Keep in mind, before I read any of this email I really didn’t have much knowledge of Christopher McNanny’s Civil War service. If you read the above portion of the email not only did I find out about Christopher’s service, but one of the most strangest unique aspects of my genealogical research and that is Christopher’s skeletal left foot still be preserved at The Armed Forces Institute of Pathology’s National Museum of Health and Medicine (which closed in Sept of 2011). I still have not found a picture of Christopher, but I have plenty of photos of Christopher’s left foot!
To provide a brief history: The Armed Forces Institute of Pathology (AFIP) was founded as the Army Medical Museum on May 21, 1862, to collect pathological specimens along with their case histories. The information from the case files of the pathological specimens from the Civil War was compared with Army pensions records and compiled into the six-volume Medical and Surgical History of the War of the Rebellion, an early study of wartime medicine. Apparently when Christopher’s leg was amputated in Baltimore in Sept of 1864 his leg became part of the AFIP’s (now The National Museum of Health and Medicine) collection on Civil War specimens.
After receiving the email from Todd my next step was to try to locate a photo of Christopher’s foot since I was curious and simply wanted to see it. I called the AFIP and provided all the information I had from Todd’s email. A few days later I received an email with a series of photographs of Christopher’s foot. While viewing the photos I couldn’t help, but think of the adventures this foot has had.
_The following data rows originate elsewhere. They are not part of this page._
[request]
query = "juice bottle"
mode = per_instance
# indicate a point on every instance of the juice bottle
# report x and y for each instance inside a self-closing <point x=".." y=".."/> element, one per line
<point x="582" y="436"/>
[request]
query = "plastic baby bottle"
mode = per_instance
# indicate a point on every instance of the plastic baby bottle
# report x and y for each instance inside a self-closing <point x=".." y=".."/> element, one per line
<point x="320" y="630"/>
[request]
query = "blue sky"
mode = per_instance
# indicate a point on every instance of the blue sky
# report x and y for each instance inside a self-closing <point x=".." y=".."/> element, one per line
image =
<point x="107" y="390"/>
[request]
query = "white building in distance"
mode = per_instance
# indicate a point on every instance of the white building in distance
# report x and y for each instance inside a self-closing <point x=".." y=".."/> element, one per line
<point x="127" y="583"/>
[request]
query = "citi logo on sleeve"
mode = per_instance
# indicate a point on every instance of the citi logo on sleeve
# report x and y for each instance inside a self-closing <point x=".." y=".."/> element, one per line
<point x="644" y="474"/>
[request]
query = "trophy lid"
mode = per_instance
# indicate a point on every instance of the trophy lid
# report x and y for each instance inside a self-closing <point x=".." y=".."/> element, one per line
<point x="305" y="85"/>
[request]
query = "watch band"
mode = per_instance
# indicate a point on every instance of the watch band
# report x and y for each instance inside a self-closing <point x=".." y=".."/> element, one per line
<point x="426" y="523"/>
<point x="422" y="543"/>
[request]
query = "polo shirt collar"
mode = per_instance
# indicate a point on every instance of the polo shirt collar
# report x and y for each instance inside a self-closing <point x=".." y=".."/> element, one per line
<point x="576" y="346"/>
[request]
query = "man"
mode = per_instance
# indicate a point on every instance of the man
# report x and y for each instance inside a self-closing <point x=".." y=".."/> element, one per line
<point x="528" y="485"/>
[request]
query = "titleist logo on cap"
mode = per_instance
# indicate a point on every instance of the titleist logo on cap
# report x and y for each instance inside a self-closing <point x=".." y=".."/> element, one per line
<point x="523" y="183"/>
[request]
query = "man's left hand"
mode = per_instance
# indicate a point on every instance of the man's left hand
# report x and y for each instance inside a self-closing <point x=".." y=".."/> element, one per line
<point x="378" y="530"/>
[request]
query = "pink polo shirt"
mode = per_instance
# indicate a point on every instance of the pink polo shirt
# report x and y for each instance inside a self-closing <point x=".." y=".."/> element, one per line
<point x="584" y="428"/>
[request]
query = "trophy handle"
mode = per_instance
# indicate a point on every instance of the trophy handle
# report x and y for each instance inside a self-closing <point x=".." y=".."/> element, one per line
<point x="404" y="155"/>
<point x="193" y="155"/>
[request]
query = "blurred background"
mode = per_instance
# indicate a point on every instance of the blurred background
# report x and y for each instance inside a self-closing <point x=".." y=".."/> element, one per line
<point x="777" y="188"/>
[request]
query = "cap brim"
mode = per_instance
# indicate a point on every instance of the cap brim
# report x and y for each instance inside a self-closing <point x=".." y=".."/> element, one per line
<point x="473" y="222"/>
Being born in Ireland, making the voyage across the Atlantic as a child, stepping foot in the United States, farming in Northern New York, joining the Union to fight for your new home, and eventually losing that foot in battle for your country. That foot certainly went through a lot and seeing the photographs made me think of what an incredible life my great-great-grandfather, Christopher McNanny, lived.
P.S. As I mentioned in the blog post the Armed Forces Institute of Pathology closed in September of 2011. Currently the Civil War specimens are being held at The National Museum of Health and Medicine. I just received word the collection is safe and sound since the move. Also if you had an ancestor, who fought in The Civil War and had an amputation performed on him it may be worth looking in to see if his limb is part of this collection.